Rape New York at Invisible-Exports

tablebook.jpg
Jana Leo, tablebook via invisible-exports.com
The relationship between art and trauma has a long and difficult history. There has rarely been a higher goal articulated for artistic practice than to serve the guardian of traumatic memory. Art possess, so the thinking goes, the only appropriate vocabulary for attempting to approach, articulate and reckon with the lasting legacy of trauma. This is thought particularly true with regards large-scale atrocities affecting millions of people, as in the case of genocide or displacement. Personal or singular trauma, however, presents a different set of circumstances, and it is precisely these that Jana Leo puts under the microscope with her show Rape New York opening June 26 at Invisible-Exports.

Soon after arriving in New York, Leo was held captive in her apartment and raped. Here she presents the archive of all documentation relating to her experience and the resulting legal cases that followed.
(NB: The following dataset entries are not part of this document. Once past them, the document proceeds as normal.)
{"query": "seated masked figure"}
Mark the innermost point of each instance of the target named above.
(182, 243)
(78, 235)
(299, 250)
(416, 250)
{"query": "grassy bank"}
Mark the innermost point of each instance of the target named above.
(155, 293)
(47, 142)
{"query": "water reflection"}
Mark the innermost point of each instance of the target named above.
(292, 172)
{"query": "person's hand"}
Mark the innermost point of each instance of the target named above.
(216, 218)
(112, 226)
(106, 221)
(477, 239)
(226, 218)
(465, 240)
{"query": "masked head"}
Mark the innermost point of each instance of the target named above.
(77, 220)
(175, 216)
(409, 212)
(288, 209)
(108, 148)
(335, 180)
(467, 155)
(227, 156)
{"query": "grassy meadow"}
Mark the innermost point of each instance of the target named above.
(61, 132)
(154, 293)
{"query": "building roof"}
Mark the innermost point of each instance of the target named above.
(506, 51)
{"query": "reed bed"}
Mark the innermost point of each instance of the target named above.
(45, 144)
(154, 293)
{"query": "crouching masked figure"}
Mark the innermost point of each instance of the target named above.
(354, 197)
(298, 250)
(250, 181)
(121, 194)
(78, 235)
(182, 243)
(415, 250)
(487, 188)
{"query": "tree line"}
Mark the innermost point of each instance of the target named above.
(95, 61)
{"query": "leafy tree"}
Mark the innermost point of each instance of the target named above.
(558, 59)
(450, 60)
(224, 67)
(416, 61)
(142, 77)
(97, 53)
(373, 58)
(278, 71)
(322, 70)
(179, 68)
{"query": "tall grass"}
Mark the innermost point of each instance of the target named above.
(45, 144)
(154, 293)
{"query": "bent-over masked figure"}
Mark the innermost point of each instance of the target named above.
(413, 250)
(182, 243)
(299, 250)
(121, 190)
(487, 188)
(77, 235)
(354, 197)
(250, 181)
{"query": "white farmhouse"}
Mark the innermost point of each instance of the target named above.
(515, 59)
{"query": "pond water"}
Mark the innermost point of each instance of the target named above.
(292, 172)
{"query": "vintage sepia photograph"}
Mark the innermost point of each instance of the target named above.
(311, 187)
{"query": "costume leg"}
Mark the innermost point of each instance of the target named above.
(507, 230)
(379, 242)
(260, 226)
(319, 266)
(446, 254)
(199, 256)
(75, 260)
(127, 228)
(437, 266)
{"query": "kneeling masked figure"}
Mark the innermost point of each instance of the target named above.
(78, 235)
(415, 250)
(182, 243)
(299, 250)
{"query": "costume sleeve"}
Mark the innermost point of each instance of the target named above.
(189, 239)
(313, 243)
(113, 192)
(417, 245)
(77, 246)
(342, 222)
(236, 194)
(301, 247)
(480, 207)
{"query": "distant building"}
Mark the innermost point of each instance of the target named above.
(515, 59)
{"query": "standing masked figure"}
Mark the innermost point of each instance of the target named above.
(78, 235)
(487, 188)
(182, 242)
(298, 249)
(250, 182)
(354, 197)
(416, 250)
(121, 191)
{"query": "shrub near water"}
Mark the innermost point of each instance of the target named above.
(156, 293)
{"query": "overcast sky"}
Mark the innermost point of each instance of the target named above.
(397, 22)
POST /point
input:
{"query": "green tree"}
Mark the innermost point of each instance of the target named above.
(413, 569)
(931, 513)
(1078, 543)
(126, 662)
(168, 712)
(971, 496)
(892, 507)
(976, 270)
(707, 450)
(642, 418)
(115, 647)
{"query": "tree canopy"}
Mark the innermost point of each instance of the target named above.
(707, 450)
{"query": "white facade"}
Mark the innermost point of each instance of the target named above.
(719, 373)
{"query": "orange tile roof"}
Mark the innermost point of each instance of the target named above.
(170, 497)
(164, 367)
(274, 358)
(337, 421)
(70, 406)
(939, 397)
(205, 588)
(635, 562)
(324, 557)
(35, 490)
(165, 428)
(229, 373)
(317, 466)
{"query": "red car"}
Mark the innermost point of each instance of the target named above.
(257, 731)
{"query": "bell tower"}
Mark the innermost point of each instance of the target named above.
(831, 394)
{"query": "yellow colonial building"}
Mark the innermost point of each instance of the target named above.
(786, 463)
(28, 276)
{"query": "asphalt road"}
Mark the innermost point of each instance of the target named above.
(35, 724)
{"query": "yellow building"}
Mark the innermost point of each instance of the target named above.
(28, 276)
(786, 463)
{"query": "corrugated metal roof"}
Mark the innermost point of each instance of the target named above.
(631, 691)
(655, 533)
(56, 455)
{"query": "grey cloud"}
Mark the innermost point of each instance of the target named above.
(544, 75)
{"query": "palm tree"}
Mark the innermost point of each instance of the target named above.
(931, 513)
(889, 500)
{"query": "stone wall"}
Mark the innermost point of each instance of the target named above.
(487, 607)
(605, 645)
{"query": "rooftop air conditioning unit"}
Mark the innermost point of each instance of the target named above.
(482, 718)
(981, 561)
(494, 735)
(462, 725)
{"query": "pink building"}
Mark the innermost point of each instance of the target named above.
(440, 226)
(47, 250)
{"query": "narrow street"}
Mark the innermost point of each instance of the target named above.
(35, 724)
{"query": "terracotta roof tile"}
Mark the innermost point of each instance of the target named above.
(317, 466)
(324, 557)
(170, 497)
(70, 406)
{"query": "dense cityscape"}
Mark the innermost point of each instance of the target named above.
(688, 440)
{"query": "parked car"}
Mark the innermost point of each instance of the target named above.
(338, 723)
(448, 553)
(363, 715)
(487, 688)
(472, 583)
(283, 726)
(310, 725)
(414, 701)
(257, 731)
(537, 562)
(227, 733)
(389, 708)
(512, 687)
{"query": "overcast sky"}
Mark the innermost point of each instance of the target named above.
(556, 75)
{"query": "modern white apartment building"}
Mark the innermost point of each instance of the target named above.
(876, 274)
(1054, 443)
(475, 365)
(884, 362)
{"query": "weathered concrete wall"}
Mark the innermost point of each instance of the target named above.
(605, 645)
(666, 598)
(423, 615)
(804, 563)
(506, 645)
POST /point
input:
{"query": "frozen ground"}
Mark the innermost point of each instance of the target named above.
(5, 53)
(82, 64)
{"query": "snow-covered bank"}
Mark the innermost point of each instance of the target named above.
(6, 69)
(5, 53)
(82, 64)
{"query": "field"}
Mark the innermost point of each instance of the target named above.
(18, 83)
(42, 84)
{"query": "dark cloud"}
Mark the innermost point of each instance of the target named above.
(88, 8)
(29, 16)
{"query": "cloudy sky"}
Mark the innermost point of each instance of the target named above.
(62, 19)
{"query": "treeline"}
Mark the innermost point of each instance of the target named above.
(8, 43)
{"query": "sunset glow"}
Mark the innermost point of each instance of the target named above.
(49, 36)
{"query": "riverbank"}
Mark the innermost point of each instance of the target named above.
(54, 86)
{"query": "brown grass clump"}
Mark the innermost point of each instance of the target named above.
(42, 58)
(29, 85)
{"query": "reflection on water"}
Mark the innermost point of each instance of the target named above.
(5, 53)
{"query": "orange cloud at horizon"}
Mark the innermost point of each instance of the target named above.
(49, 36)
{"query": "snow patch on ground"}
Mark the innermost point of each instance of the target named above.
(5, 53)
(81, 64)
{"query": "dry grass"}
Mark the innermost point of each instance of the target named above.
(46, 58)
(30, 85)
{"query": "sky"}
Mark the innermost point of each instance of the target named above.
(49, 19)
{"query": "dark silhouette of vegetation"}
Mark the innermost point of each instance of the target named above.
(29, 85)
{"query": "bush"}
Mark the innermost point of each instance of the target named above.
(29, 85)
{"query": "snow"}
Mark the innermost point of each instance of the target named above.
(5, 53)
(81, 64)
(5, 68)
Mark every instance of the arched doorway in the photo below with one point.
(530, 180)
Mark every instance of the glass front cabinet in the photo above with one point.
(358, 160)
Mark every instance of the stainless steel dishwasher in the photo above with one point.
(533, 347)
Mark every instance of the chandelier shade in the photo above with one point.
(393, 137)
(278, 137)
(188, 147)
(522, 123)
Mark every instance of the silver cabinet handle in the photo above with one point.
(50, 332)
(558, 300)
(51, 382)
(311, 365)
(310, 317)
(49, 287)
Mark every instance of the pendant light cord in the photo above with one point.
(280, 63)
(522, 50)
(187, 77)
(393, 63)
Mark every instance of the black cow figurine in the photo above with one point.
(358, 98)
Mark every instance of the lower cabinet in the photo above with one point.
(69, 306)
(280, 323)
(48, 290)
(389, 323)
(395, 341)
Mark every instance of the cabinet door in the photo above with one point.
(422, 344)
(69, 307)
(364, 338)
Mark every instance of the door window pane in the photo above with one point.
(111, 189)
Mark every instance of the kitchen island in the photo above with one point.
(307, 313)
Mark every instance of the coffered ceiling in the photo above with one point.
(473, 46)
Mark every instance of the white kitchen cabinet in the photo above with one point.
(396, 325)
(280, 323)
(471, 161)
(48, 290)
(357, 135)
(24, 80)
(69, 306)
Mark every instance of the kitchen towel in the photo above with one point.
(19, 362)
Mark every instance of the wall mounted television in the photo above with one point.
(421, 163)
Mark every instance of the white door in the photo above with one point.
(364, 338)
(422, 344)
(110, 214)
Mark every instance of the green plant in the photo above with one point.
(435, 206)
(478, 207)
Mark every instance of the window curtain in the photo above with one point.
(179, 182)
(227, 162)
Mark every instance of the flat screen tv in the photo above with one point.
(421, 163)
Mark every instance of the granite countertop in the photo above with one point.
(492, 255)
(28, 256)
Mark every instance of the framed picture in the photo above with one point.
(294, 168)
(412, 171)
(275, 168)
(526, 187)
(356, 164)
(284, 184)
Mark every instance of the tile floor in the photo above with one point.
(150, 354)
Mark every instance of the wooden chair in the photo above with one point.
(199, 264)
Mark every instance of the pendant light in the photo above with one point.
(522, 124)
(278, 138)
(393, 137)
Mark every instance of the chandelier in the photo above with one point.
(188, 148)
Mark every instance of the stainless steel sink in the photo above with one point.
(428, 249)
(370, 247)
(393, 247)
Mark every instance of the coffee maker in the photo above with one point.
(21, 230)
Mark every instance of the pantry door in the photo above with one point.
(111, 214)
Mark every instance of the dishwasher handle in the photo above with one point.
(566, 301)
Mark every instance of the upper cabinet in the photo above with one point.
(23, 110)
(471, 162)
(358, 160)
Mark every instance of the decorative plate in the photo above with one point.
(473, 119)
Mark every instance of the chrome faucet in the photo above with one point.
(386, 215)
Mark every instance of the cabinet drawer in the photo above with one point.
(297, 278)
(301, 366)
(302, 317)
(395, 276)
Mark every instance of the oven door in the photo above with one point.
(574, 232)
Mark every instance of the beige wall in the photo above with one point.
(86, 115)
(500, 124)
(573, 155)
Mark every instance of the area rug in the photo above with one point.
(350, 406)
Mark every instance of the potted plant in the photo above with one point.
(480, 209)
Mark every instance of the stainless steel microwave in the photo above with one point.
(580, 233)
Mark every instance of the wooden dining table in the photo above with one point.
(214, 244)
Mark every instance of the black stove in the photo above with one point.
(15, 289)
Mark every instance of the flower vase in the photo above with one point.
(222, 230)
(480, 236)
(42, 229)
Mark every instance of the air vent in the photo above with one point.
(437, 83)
They include, "photographs from her emergency visit to the hospital, police reports, crime scene photographs, [and] notes from her therapist," among other items. By law, none of these documents can be reproduced or even seen without Leo's consent, thus, anyone attending the show has to present photo ID and request specific materials. The significance of this is clear, though it promises to be quite difficult in practice. Leo is placing the question of responsibility front and center, responsibility to the work, to the artist, and to her own experience. What is the appropriate role of the public, the artist, or the work itself in these circumstances?